Wednesday, December 15, 2010

Friendships Are Weird

I have two best friends. One of them writes in this blog. For the sake of their security, I will call them Friend A and Friend Tim.

I met Friend A in January of 2004 on my school bus. I was the new kid, an instant outsider, and he wasn't exactly the most popular kid in school. Considering he lived down the road and we shared similar interests in Star Wars, video games and tormenting the only kid around more nerdy than we were, it shouldn't be a surprise that we became fast friends. But, becoming friends with someone because you share interests is not why this friendship is weird.

I met Friend Tim in the later months of 2004, in our ninth grade history class. Unlike Friend A, my friendship with Friend Tim gets weird right from the get-go. My first words I recall ever saying to him were the following: "Fuck off." True story. As you may or may not be able to tell, he didn't.

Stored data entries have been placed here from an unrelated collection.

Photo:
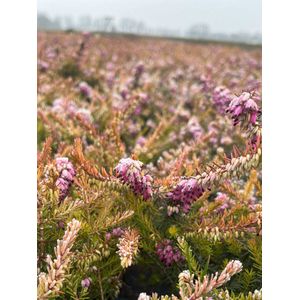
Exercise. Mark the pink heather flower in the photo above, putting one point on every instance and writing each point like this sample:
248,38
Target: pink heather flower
244,108
85,114
85,89
44,66
185,193
224,202
139,69
62,105
167,253
141,141
66,176
130,172
85,283
117,232
221,97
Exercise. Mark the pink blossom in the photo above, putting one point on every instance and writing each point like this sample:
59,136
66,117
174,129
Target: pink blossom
130,172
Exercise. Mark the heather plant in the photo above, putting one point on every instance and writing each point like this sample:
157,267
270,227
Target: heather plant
149,169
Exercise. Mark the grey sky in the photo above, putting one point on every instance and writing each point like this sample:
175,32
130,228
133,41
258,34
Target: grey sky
226,16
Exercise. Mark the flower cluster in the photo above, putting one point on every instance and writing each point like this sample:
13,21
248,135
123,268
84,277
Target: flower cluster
221,97
128,247
224,202
185,193
85,89
69,108
66,176
167,253
130,172
244,109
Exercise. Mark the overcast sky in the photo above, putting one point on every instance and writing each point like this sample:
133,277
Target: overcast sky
226,16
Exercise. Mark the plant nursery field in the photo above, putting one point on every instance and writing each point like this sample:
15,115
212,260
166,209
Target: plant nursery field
149,169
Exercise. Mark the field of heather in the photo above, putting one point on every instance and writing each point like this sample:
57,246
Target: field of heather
149,169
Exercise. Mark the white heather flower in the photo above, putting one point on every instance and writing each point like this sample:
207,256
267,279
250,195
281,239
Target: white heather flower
128,247
143,296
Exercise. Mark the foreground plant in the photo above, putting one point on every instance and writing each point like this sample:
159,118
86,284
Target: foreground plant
191,288
138,145
51,282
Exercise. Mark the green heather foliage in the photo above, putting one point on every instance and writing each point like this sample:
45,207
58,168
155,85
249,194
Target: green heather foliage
148,165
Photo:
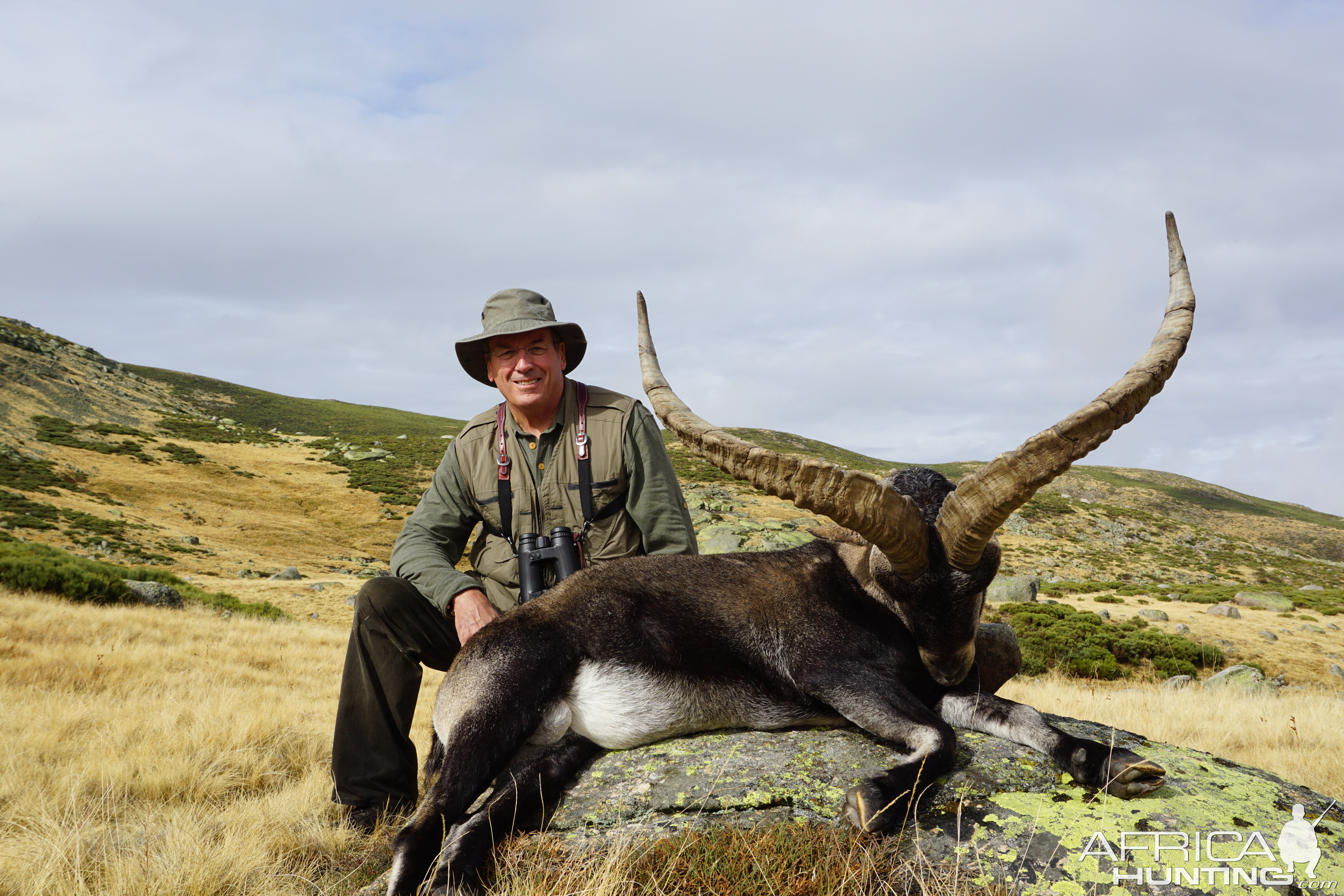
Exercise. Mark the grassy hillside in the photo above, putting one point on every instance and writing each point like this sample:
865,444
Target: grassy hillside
315,417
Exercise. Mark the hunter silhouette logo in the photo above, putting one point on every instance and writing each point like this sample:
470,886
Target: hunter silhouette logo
1218,856
1298,842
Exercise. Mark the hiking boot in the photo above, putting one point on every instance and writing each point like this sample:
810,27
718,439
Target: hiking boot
366,819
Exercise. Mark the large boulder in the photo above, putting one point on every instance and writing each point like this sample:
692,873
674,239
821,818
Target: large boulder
154,593
1006,813
1014,589
1269,600
1240,678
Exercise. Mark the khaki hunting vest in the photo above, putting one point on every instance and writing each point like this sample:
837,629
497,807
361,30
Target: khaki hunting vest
557,502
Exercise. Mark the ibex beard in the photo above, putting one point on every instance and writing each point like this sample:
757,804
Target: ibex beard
874,624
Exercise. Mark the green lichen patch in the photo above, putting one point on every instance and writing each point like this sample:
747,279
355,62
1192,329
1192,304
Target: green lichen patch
1006,815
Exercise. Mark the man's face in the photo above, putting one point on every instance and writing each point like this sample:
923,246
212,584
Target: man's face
529,369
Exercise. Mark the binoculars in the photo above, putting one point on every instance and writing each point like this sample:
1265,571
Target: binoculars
537,551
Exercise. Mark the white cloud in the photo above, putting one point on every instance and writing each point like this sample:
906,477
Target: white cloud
933,229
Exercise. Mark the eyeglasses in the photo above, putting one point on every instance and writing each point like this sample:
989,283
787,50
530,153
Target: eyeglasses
510,354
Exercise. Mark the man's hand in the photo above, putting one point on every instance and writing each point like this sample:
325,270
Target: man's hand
471,612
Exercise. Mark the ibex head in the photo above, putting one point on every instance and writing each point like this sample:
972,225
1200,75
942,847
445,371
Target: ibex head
933,553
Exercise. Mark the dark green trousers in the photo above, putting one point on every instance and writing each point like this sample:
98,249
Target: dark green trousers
396,631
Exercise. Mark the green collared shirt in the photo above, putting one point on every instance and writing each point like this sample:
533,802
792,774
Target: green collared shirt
436,535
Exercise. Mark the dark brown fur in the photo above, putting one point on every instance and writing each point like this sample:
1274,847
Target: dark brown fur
816,633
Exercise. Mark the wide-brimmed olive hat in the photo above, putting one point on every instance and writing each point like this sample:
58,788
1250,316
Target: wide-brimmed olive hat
518,311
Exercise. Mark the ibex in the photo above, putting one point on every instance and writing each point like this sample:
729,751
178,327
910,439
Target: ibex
874,624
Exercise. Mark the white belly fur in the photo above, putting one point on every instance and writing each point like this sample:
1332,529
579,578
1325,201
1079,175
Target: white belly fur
622,707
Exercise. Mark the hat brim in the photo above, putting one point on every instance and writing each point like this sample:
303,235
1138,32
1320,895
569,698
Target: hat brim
471,353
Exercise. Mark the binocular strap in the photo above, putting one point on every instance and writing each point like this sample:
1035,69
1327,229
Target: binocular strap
585,464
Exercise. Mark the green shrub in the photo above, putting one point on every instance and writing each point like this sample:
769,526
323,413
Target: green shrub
58,432
1045,504
33,475
1080,644
181,453
38,567
1092,663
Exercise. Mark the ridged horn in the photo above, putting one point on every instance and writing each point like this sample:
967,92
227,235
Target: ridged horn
853,499
984,499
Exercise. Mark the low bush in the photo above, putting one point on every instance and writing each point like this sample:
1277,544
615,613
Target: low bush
58,432
33,475
37,567
181,453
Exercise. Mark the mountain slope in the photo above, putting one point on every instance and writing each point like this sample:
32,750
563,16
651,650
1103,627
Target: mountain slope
212,479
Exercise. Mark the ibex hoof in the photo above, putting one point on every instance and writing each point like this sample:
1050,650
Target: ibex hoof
869,809
1134,777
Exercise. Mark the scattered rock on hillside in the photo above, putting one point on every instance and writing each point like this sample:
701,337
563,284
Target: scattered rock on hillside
724,543
373,454
1269,600
1014,589
1248,679
155,593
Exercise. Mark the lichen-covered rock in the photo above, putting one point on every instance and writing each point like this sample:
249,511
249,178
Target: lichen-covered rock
1006,813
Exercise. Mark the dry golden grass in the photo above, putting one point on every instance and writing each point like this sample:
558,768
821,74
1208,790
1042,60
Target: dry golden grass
150,752
1304,657
154,752
292,512
1296,734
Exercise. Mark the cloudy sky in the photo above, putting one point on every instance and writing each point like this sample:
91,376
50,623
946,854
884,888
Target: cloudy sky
925,232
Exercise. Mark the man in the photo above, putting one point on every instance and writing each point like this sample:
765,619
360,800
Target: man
616,487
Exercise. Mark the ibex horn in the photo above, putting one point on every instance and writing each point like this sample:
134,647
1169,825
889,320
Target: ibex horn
855,500
984,499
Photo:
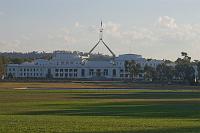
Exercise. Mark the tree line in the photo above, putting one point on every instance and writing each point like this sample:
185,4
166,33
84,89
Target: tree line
184,70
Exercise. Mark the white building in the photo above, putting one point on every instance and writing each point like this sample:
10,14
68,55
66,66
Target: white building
66,65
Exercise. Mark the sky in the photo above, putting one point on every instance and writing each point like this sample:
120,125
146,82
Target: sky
159,29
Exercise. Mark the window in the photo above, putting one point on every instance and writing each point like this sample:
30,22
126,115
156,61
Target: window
75,74
91,72
70,74
105,72
114,73
56,75
83,72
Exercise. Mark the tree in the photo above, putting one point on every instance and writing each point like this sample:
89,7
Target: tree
132,68
164,72
184,69
149,73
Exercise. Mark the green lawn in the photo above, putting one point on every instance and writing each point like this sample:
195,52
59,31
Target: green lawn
98,111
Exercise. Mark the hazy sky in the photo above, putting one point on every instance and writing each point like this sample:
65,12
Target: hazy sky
153,28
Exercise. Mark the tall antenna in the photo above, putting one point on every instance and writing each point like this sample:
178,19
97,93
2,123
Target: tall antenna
101,40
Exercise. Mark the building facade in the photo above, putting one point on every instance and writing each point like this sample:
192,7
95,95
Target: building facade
66,65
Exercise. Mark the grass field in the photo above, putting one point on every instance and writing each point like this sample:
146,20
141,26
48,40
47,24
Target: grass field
98,111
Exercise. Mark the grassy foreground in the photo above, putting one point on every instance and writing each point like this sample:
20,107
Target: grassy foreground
98,111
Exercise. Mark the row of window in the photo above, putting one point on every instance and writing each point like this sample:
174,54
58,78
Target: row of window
66,70
30,74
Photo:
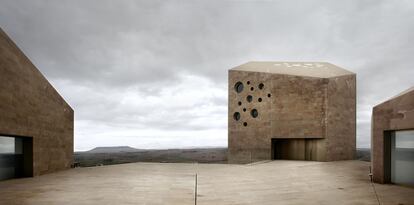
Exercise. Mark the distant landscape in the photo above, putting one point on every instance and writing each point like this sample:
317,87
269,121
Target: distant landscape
124,154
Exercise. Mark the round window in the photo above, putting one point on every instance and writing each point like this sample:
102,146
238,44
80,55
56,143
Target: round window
261,86
238,87
254,113
236,116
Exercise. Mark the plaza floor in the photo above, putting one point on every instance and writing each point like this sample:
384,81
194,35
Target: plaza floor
268,182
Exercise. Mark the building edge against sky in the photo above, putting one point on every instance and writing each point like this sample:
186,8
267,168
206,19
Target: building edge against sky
34,114
392,140
291,110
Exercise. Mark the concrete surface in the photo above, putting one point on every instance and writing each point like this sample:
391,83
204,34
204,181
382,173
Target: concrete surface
312,106
31,108
269,182
394,114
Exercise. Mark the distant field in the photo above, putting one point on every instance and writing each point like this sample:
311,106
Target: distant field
105,156
119,155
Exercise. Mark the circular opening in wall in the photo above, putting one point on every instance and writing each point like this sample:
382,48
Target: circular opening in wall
254,113
238,87
261,86
236,116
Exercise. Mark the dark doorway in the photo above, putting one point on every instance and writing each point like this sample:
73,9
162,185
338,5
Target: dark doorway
294,149
16,157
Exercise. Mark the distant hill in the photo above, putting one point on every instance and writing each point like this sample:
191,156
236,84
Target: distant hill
117,149
119,155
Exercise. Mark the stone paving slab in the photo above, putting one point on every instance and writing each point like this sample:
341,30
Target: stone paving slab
274,182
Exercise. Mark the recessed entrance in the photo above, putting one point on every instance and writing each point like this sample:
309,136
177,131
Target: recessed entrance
402,157
294,149
16,157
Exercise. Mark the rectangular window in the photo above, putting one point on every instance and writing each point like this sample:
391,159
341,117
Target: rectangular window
7,157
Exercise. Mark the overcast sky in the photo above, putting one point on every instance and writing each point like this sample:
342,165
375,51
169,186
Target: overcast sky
153,74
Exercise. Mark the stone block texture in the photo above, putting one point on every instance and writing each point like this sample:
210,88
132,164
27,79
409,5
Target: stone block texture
31,107
394,114
307,108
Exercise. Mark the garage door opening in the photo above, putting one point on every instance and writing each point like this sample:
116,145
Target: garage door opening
294,149
16,157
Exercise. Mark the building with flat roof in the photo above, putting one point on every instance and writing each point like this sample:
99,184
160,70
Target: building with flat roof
392,140
291,110
36,124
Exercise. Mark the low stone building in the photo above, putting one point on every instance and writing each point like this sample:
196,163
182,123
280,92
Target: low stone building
392,140
291,110
36,124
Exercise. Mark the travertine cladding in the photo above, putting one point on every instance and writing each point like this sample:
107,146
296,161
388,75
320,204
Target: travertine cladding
321,109
31,107
392,115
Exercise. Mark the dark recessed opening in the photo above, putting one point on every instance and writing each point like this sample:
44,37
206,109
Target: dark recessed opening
236,116
261,86
238,87
254,113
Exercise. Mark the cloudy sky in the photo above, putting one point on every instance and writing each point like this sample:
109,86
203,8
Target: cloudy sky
153,74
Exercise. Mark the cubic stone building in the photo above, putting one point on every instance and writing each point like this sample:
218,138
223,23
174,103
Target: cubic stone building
291,110
36,124
392,140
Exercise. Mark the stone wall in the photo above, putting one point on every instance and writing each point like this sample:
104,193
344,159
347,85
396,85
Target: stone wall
392,115
31,107
320,110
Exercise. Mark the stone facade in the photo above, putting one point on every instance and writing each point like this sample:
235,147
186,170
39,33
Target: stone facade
307,110
395,114
31,108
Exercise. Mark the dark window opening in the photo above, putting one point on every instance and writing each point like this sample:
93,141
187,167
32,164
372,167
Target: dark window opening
236,116
261,86
254,113
16,157
238,87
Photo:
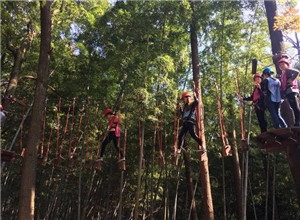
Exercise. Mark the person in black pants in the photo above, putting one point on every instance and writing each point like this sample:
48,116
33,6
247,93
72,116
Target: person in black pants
289,86
188,121
113,133
257,97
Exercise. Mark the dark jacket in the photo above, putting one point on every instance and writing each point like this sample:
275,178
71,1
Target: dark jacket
260,102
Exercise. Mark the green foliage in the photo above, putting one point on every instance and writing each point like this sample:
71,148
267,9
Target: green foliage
134,57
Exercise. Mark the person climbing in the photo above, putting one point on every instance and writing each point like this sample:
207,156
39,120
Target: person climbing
257,98
289,87
271,88
188,121
113,133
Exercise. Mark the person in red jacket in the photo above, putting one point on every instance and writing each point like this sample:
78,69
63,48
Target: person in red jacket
289,87
113,133
257,98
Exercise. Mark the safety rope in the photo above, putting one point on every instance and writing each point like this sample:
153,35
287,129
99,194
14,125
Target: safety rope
43,131
57,127
226,148
21,129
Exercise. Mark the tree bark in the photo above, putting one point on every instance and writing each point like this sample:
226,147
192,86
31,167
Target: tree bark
203,160
19,55
27,191
190,187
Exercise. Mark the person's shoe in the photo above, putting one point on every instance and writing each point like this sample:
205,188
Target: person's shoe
100,159
122,159
201,150
178,152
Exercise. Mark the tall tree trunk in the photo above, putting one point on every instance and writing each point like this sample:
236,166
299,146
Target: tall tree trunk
19,55
190,187
203,159
27,192
278,51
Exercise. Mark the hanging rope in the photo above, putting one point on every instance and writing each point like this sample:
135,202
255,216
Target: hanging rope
70,155
244,144
45,158
43,131
161,158
22,150
175,133
88,155
226,148
57,154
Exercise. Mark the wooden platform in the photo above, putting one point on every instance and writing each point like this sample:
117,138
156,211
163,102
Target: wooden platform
278,139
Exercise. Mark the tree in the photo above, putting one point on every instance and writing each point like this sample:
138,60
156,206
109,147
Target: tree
203,160
27,192
289,22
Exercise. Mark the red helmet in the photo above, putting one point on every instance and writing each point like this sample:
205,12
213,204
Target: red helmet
256,75
107,111
185,94
283,60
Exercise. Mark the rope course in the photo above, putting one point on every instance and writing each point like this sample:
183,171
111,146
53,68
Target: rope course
226,148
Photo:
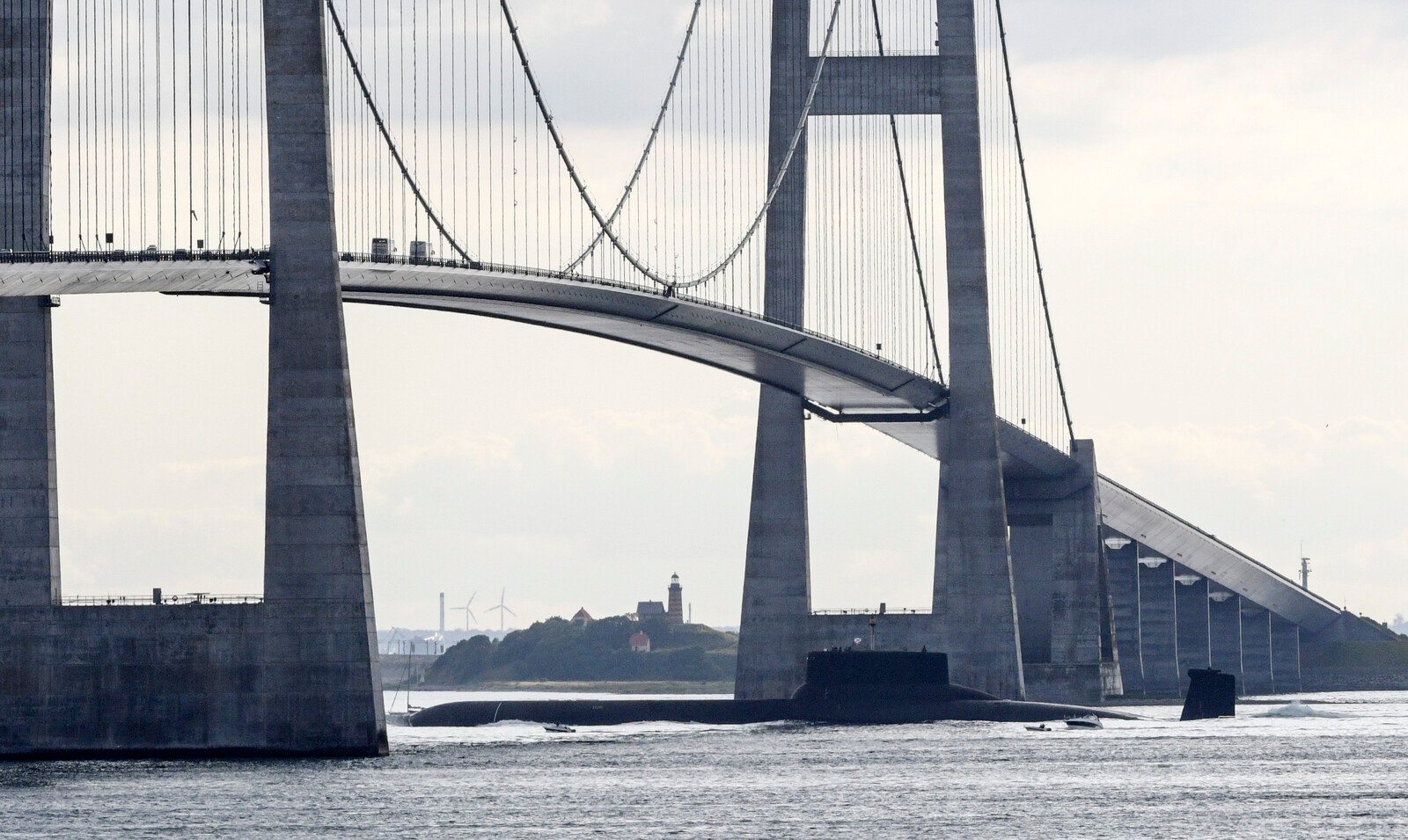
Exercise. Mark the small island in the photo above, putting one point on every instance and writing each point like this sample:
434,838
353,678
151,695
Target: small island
645,652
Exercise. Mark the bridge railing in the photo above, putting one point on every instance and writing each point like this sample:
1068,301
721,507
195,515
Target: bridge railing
872,611
119,255
158,600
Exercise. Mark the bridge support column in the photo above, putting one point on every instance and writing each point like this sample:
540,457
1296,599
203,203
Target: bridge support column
1225,632
323,680
772,636
1257,649
28,487
973,591
1123,565
1062,587
1193,622
1286,656
1159,626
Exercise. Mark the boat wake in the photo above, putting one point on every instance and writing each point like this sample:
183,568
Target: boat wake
1299,710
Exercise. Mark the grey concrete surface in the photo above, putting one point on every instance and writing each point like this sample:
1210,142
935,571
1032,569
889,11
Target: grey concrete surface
772,636
873,84
295,676
1158,625
1206,555
28,478
192,680
973,590
1257,649
1124,591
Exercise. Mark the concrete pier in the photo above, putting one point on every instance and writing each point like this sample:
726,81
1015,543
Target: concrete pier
1225,632
1194,650
1158,626
1257,649
772,639
1286,656
1062,590
28,485
973,590
1123,563
289,677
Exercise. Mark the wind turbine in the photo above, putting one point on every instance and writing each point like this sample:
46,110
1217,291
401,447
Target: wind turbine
503,610
469,614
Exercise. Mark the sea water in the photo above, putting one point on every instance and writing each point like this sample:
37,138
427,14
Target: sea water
1290,773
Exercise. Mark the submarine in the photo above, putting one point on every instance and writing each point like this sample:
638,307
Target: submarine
861,687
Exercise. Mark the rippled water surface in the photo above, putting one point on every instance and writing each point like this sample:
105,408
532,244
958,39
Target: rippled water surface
1283,776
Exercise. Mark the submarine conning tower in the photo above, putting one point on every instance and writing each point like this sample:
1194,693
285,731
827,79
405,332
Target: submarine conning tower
882,675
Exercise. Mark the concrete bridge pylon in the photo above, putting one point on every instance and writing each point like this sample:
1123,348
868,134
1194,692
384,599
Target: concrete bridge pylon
292,676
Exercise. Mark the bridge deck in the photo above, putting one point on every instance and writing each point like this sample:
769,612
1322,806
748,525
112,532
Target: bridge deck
816,368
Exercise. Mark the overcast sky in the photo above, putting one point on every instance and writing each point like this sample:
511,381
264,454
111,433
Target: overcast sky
1221,196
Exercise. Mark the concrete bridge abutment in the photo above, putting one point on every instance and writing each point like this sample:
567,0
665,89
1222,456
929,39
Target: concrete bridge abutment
1063,594
1257,649
973,598
1194,629
1158,625
1225,632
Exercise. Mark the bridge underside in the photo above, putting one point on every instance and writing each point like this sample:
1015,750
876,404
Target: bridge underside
823,372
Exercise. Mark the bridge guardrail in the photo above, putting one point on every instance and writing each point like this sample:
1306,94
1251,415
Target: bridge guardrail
158,600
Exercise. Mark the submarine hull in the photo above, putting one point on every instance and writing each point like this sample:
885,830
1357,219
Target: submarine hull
842,687
730,711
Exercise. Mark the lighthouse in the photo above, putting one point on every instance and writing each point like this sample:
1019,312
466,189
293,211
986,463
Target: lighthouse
676,611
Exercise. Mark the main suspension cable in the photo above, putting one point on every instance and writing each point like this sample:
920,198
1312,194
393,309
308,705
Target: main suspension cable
596,211
386,135
1031,221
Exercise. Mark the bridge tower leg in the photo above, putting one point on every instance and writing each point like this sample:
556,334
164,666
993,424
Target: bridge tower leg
1225,628
1123,565
28,487
772,638
973,593
1158,625
323,671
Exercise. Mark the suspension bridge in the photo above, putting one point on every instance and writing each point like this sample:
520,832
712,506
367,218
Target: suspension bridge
831,200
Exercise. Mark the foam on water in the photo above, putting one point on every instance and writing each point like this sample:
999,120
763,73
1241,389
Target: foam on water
1253,777
1300,710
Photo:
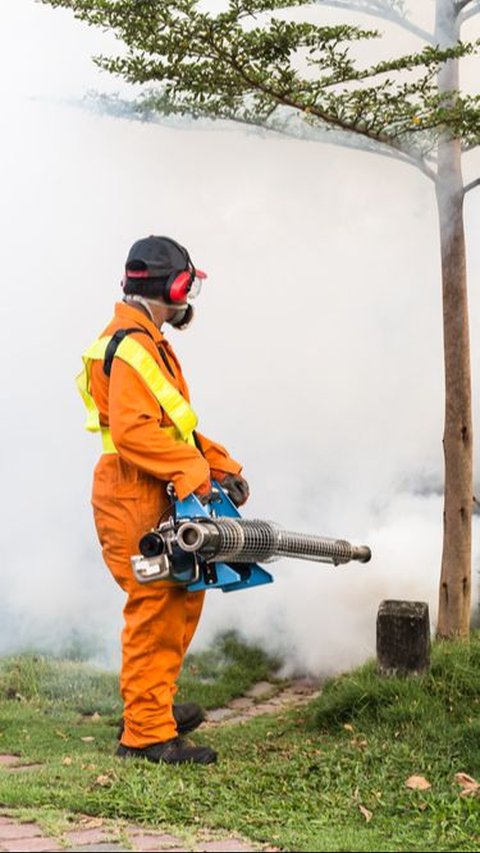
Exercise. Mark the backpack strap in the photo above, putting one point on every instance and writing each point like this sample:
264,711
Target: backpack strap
112,346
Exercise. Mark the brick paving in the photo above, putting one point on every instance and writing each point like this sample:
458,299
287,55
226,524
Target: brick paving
108,836
15,836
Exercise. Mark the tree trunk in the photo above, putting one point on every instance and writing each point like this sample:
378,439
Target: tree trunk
455,580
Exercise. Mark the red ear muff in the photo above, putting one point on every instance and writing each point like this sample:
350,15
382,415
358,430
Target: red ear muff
177,291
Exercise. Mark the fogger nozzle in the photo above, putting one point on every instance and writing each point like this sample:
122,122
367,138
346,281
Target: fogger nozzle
245,541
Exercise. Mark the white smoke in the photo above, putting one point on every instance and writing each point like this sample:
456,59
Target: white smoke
316,355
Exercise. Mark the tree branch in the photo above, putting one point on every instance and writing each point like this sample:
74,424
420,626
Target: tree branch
471,186
370,7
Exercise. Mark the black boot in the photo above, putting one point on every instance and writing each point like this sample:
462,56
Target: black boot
174,751
188,717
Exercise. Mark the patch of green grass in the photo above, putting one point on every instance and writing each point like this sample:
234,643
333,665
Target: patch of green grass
330,776
212,678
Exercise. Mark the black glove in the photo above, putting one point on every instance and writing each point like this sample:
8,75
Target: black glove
236,488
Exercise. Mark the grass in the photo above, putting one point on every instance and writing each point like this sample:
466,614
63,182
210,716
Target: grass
330,776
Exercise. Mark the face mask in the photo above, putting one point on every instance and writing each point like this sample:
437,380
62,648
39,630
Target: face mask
182,318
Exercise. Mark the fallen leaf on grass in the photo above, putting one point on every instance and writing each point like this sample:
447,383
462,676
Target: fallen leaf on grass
469,785
366,813
94,718
418,783
104,780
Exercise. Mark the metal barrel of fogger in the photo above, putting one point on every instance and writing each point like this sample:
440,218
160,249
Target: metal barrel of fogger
249,541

Back to Friend A. Most people are adverse to death threats or violence. Now, I'm not exactly certain, but I feel like being almost impaled with a large sharp metal object is a friendship-ender for the average person. Of course, that's not to say Friend Tim isn't dangerous. In fact, he's partially the reason I sleep with a knife under my pillow. At the same time, Friend Tim has also never thrown a medium sized television set at my head.

Of course there's a lot more to all of these friendships than flying televisions and pain. There's Mystery Science Theater-ing, three a.m. Wawa runs and ghost hunting. The point is, our friendships are weird. Most people don't enjoy terrible movies, are asleep at three in the morning and run away the second they hear about ghosts.

Moral of the story: The best of friends are the friends that have the same level of weird. Also, the best friends are the ones that are incredibly durable and have horrible accuracy. Because if they don't, then somebody dies.